Генка кивает. Валера взглядывает в тучи, и чьи-то картины быстро текут перед глазами. Словно цветная хроника прошлого кусками перед ним прокручивается…
…Вот Сомов, Константин Сомов, символист и «мирискуссник», он мечется на перроне Варшавского вокзала, мечется вдоль вагонов, полы пальто развиваются. Он потерял Её, потерял Зою – вот здесь, вот только что. Не видел ли кто? Странной девушки с небесной полуулыбкой? Кондуктора, семафорщики, извозчики разводят руками. Что вы, барин, право слово! Нельзя было привыкать к Ней. Небесная гармония за то наказывает. Сомов готов разорваться на части, что чуть было не случилось с ним тогда, когда он писал Её мистический портрет. Он клянёт себя, клянёт поезд, как назло прибывший так рано, когда Она, его Zophia, ещё так слаба, ещё не соединилась с подлинной Её натурой. Он будет искать Её…
А Зое звучит музыка. Вот дом на холме… Вот на непременной белой лошади – поэт с задранным горделивым подбородком и вечно прищуренными глазами.
Ты ли, подруга желанная,
Всходишь ко мне на крыльцо?
«Да, я», – опускает взгляд Зоя, и сердце щемит от фамильярности. Нельзя, нельзя привыкать к вселенской гармонии… Поэт с вечно задранным подбородком и сам это понимает. Он чувствует.
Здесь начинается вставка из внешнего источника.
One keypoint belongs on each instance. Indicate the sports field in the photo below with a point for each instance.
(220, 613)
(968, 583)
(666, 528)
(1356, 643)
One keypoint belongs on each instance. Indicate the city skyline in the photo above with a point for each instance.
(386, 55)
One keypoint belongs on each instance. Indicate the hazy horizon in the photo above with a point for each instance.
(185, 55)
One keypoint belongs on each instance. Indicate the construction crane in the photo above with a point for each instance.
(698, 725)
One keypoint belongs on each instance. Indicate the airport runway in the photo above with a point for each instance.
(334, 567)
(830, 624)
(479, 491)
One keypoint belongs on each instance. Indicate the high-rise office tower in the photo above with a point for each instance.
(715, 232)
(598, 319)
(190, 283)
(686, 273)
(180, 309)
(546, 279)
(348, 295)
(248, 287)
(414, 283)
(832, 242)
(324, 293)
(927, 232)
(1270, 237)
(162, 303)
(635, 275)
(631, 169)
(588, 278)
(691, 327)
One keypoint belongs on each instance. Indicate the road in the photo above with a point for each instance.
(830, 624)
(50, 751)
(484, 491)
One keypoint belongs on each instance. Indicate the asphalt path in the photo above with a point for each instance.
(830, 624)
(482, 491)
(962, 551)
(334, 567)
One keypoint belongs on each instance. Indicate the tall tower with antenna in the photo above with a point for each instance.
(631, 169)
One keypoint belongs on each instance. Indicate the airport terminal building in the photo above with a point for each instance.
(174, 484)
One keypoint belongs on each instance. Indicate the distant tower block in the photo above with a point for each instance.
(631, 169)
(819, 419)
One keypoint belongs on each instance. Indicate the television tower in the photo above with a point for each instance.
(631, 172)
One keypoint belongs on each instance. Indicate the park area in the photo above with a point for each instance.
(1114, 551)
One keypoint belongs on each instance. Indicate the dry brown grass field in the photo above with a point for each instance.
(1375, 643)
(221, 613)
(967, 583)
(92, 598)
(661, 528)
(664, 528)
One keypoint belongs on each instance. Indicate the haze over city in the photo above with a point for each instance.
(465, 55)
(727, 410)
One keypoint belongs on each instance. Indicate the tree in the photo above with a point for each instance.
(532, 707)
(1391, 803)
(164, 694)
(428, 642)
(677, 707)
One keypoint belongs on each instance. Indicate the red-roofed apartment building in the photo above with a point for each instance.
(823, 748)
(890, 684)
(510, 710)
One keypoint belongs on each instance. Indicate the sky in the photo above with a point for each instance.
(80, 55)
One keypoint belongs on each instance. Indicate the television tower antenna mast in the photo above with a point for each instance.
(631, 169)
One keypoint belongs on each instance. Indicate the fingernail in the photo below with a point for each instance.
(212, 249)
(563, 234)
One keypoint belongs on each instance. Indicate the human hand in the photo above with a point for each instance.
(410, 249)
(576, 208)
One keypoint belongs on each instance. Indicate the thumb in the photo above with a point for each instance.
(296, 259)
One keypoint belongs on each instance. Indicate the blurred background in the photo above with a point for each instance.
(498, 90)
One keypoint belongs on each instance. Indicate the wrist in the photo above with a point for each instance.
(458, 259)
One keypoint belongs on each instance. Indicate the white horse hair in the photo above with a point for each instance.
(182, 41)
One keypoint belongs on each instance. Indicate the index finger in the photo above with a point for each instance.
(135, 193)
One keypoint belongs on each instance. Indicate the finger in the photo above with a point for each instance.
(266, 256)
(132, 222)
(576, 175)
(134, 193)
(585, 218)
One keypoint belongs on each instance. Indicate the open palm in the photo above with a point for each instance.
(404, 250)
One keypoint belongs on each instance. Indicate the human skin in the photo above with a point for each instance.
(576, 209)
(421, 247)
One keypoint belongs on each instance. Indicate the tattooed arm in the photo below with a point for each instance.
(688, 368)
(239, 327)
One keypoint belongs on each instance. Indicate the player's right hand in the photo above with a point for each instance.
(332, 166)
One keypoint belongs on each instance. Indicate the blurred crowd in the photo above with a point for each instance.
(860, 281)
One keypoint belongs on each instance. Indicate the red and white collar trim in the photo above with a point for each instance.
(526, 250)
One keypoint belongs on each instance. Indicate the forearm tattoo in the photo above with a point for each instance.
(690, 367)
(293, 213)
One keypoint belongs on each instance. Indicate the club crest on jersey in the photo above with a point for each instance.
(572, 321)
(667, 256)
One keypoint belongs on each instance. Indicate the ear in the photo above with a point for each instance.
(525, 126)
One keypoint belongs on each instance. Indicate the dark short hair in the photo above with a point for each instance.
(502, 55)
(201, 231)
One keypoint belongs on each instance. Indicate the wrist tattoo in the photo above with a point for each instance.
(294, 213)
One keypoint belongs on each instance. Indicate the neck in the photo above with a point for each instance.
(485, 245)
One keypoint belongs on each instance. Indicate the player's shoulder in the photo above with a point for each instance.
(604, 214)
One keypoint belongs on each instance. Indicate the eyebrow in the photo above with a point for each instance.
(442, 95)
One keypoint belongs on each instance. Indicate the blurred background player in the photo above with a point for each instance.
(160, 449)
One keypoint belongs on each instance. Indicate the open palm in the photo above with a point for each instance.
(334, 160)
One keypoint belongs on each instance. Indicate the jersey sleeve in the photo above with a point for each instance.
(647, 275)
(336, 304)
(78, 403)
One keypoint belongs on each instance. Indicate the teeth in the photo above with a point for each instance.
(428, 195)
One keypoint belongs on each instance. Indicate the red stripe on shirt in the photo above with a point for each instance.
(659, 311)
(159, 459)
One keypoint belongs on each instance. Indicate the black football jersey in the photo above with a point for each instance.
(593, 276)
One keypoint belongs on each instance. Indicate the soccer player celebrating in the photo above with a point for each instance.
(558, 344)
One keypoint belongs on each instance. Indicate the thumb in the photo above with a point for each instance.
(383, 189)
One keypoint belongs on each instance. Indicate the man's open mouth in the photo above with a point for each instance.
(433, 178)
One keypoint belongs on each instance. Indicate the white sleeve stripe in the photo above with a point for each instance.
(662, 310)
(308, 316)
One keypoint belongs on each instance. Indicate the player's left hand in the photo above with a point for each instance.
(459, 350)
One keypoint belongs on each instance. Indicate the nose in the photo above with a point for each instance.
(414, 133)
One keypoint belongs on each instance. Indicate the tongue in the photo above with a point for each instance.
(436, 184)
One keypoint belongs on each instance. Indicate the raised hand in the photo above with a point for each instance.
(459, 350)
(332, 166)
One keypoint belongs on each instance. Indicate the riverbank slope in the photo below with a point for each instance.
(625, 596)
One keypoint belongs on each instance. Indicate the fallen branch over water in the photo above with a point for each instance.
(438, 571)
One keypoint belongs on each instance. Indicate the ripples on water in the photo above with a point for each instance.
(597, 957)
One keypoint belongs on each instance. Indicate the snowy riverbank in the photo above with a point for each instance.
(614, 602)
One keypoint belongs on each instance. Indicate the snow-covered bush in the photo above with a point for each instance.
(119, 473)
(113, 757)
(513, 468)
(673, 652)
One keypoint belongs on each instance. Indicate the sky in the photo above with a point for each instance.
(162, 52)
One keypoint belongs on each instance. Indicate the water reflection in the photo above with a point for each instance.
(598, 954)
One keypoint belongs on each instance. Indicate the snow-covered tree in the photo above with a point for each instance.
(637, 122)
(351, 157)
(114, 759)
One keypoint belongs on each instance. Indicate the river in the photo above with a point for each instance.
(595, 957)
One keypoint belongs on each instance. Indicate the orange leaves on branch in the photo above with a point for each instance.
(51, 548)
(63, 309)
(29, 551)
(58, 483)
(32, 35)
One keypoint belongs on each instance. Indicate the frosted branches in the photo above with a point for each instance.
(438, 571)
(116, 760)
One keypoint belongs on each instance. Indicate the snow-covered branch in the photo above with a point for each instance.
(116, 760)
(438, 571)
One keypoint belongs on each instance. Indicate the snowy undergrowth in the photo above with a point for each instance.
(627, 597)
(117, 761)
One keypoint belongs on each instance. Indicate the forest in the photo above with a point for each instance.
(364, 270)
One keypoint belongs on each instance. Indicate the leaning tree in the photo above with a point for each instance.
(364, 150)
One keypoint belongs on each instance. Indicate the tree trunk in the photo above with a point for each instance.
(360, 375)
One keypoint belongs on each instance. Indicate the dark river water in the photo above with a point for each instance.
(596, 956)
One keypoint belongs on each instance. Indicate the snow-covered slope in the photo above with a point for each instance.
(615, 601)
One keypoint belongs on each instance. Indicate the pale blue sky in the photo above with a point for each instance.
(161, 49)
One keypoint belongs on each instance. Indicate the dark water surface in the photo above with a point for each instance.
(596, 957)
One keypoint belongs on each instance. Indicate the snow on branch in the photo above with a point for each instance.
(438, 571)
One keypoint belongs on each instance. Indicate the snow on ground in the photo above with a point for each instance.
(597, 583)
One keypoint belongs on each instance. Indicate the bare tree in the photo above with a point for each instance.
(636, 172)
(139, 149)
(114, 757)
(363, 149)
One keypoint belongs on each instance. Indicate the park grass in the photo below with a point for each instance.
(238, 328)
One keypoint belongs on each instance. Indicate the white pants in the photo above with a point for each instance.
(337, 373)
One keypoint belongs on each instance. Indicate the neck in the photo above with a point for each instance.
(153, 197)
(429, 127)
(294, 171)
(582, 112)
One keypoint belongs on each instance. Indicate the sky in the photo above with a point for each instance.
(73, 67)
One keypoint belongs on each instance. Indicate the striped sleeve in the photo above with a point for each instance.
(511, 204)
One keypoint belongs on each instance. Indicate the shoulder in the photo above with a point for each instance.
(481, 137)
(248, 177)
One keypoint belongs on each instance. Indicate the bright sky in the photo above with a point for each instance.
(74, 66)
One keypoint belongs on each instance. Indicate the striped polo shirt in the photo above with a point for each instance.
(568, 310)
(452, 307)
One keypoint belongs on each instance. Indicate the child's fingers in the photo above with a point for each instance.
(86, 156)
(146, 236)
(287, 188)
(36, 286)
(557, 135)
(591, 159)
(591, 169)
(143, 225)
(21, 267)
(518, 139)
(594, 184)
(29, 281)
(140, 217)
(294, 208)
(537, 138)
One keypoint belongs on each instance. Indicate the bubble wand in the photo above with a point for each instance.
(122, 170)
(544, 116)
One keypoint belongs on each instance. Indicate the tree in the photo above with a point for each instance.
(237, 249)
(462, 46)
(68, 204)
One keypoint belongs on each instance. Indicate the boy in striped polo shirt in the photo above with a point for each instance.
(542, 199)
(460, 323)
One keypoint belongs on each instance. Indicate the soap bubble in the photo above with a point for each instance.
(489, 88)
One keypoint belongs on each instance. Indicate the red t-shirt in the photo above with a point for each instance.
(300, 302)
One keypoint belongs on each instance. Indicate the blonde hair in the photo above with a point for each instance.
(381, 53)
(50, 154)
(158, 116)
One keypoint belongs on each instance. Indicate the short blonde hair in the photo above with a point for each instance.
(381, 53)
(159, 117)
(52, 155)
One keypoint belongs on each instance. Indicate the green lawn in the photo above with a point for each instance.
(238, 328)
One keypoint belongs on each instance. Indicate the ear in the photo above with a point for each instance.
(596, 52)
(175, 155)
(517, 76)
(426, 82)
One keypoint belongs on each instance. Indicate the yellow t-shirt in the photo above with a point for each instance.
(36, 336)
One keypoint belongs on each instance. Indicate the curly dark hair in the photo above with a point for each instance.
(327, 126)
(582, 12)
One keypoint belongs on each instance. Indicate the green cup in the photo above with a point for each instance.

Чувствует свою раздвоенность. И пугается – опять, как в тот раз, в Бад-Наухайме! Милый… Трусливый…
Зоя покидает его. Иная музыка слышится Ей как серебряный звон и журчание воды в колодезе…
Так вот же то, что понял, но никому не сказал Оскар: Прекрасная Дама несчастна. В поездах и на пароходе, в омнибусах и в такси, в городах, на людных улицах многих стран и времён, терзаясь незнанием и непониманием жизни, Прекрасная Дама ищет Прекрасного Принца. Она не найдёт. Это ясно как розовый закат в июне. Другого идеала нет в мире…
Валера вглядывается в расползшиеся по небу тучи, силясь увидеть контуры тех самых лиц – одно чуть заносчивое, вечно откинутое назад, «очень под актёра», с горделивым прищуром, а другое широкое, добродушное, с усиками женского баловня и общего любимца. Русские лица Серебряного предвоенного века. Тучи расползаются больше. Возникает лицо полной женщины с заурядным пробором в волосах и усталым взглядом.